- Przestań się dąsać. - poleciłam. - I przemień się z powrotem w człowieka.
Na miejscu burej wilczycy pojawiła się dziewczyna o demonicznym wyglądzie, która wymruczała tylko:
- Będziesz mi tu wydawać rozkazy? Tak jakbyś wiedziała, co to jest utracona miło... - nie dokończyła, bo uderzyłam ją w twarz.
- Nie wiem? Nie wiem?! - powtórzyłam, łapiąc ją za gardło. - Erand zginął. - wyszeptałam. W moim gardle nagle zrobiło się sucho i nie mogłam przełknąć śliny.
- Ja... nie wiedziałam. - spuściła głowę.
- Bo byłaś zajęta swoimi sprawami i uczuciami! Nie wiedziałaś, co się dzieje wokół ciebie! Przestań wreszcie być taka samolubna i rozejrzyj się! - krzyknęłam.

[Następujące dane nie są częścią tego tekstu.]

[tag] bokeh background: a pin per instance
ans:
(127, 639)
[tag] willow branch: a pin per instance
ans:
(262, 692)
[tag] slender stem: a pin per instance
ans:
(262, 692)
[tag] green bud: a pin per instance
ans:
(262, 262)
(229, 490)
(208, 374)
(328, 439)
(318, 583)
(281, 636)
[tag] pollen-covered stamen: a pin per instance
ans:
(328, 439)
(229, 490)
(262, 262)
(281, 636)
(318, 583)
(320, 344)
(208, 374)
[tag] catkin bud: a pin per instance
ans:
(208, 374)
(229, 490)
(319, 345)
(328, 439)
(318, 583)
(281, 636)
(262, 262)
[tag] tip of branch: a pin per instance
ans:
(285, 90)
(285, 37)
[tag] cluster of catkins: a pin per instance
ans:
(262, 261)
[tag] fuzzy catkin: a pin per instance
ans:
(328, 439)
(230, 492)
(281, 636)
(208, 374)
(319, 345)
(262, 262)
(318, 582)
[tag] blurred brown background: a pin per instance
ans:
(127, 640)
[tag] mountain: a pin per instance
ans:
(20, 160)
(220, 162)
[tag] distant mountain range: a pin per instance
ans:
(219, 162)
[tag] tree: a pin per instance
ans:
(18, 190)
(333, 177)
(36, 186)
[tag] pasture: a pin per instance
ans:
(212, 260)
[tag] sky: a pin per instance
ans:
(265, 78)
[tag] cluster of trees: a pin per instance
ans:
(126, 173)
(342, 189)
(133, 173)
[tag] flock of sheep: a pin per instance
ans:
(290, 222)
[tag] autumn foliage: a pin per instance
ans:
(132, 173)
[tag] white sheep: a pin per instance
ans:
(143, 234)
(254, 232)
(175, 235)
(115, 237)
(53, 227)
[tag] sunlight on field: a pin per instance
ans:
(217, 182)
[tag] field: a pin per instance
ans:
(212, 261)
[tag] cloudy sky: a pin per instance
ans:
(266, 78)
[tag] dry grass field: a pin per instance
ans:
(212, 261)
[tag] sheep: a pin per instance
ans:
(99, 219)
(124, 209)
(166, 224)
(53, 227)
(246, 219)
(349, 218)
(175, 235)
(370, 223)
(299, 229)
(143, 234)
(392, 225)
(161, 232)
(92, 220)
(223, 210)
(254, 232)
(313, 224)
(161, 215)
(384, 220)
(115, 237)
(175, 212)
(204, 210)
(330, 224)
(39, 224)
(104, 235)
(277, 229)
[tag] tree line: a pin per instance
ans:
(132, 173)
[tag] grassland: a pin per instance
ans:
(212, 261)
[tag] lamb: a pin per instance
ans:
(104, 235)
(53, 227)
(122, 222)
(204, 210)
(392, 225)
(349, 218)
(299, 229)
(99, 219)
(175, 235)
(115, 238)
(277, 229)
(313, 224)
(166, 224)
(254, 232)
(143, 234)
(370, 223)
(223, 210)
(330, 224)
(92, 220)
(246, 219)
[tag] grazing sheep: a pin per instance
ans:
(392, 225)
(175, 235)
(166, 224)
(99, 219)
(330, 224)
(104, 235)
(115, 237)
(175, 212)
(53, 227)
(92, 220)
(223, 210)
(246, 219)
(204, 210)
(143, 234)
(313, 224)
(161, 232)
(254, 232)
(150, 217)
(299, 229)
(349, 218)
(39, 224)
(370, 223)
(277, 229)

Bella powiodła spojrzeniem naokoło. Dopiero teraz dostrzegła piękną, świeżą zieleń lasu, kolorowe kwiaty i zwierzęta, przystające przed nami z zaciekawieniem.
- Wsłuchaj się w naturę. W żywioły. - powiedziałam. Zerwałam stokrotkę, z której wypłynęła energia ziemi. Położyłam ją na dłoni siostry. Potem wyczarowałam małą kulkę wody, którą chlapnęłam na kwiatek. Wezwałam podmuch wiatru. Ciepłe powietrze rozwiało nam włosy. Na końcu na mojej ręce pojawiła się sycząca iskra. Podpaliłam stokrotkę najpotężniejszym z Żywiołów - ogniem. - Czujesz? - zapytałam.
- Przepływa przeze mnie nienamacalna Magia. - uniosła palce ku promieniom słońca.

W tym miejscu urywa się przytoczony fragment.